日本のすがた・かたち

2022年6月9日
都々逸3巻 上梓

去年の春から準備をしていた都々逸第3巻が出版の運びとなりました。
仕事が忙しく、コロナ禍やウクライナショックもある中で漸くというところです。

このシリーズは都々逸第、俳句、和歌のそれぞれ3巻に総合編1巻を加えた全10巻の予定です。
残り7巻の原稿は出来ていて、出版の準備を始めたいと思ってはいるのですが、未だ先になりそうです。

 

都々逸第は幼い頃から耳にしていて、折々に母が唄っていたことから調子が肌に染み込んでいるものです。
横浜に住んだ20代には、辰巳芸者や新橋芸者とお座敷に興じ、「お若いのに都々逸を唄って・・・」と珍しがられ、それが嬉しくて通ったものです。ませた青春でした。

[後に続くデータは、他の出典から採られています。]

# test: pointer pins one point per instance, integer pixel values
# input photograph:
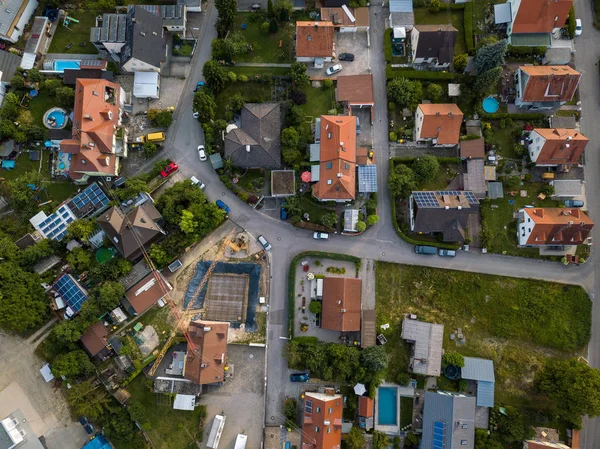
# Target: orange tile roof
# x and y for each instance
(328, 419)
(550, 83)
(206, 364)
(314, 39)
(556, 226)
(538, 16)
(563, 146)
(341, 304)
(441, 122)
(95, 118)
(338, 158)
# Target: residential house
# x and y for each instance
(553, 227)
(96, 118)
(433, 45)
(337, 168)
(147, 292)
(94, 341)
(205, 361)
(558, 147)
(341, 304)
(14, 17)
(532, 22)
(257, 143)
(356, 91)
(449, 212)
(133, 232)
(480, 372)
(438, 124)
(314, 42)
(545, 87)
(322, 420)
(426, 341)
(448, 420)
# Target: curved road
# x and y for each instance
(380, 242)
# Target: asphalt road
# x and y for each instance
(380, 242)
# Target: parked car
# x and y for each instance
(573, 203)
(265, 244)
(333, 69)
(169, 169)
(447, 253)
(299, 377)
(202, 153)
(223, 206)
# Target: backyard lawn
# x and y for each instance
(167, 428)
(265, 47)
(501, 226)
(518, 323)
(445, 16)
(76, 33)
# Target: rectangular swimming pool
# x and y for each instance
(387, 408)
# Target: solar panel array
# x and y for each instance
(439, 435)
(72, 294)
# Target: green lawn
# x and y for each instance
(445, 16)
(76, 33)
(518, 323)
(167, 428)
(265, 47)
(501, 227)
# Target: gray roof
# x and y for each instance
(427, 339)
(260, 132)
(455, 413)
(436, 41)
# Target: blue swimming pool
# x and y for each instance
(387, 407)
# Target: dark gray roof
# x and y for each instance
(456, 413)
(260, 132)
(436, 41)
(145, 39)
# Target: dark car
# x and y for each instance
(171, 168)
(299, 377)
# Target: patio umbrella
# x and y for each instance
(360, 389)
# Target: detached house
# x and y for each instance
(438, 124)
(433, 45)
(539, 227)
(545, 87)
(556, 147)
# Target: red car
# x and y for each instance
(172, 167)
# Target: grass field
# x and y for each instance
(445, 16)
(518, 323)
(167, 428)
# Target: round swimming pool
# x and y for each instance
(490, 105)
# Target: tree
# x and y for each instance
(205, 106)
(298, 74)
(214, 74)
(574, 387)
(426, 168)
(402, 181)
(460, 62)
(490, 56)
(405, 93)
(72, 364)
(434, 92)
(355, 439)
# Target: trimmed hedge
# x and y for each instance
(412, 74)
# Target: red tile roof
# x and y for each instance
(541, 16)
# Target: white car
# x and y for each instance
(334, 69)
(202, 153)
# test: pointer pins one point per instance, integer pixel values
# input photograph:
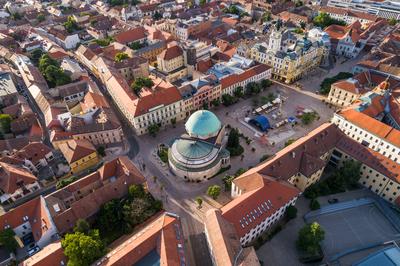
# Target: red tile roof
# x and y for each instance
(132, 35)
(163, 235)
(171, 52)
(37, 215)
(73, 150)
(348, 12)
(225, 242)
(111, 181)
(249, 207)
(248, 73)
(12, 177)
(34, 152)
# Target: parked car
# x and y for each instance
(332, 201)
(33, 250)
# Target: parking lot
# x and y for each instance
(354, 228)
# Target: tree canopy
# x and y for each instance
(309, 238)
(120, 57)
(214, 191)
(7, 240)
(82, 249)
(52, 72)
(82, 226)
(71, 25)
(136, 191)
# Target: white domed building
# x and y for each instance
(199, 155)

30代は熱海や伊豆長岡、修善寺温泉の芸者衆と興じ、京都祇園や各地の芸者衆とお座敷遊びをしたものです。中でも伊豆長岡芸者の文奴姐さんとは、何度か旅館の離れで都々逸合戦に興じました。御年80のお姐さんと30半ばの即興都々逸唄合戦は、粋なものでした。

ことの始まりは生家の八畳の座敷でした。
父は大船頭をしていた関係で、何かといえば漁師たちが家に集まり、酒を酌み交わしては歌をうたい大騒ぎをするのが常でした。

その宴の最後に必ず母へのリクエストがあり、母は後片付けを中断して席に入り、2,3曲唄いました。何時も民謡と都々逸でした。

 

民謡は十八番の「磯節」か「宮城野盆唄」で郷里の唄を、都々逸は数知れずでした。
漁師たちは母が唄い出すと囃しながらも静かに聞き入っていました。

私は3歳の頃から父の膝の上で、母の心地良い唄を聴いていました。そして小学生になる頃には、母の十八番を唄うようになっていました。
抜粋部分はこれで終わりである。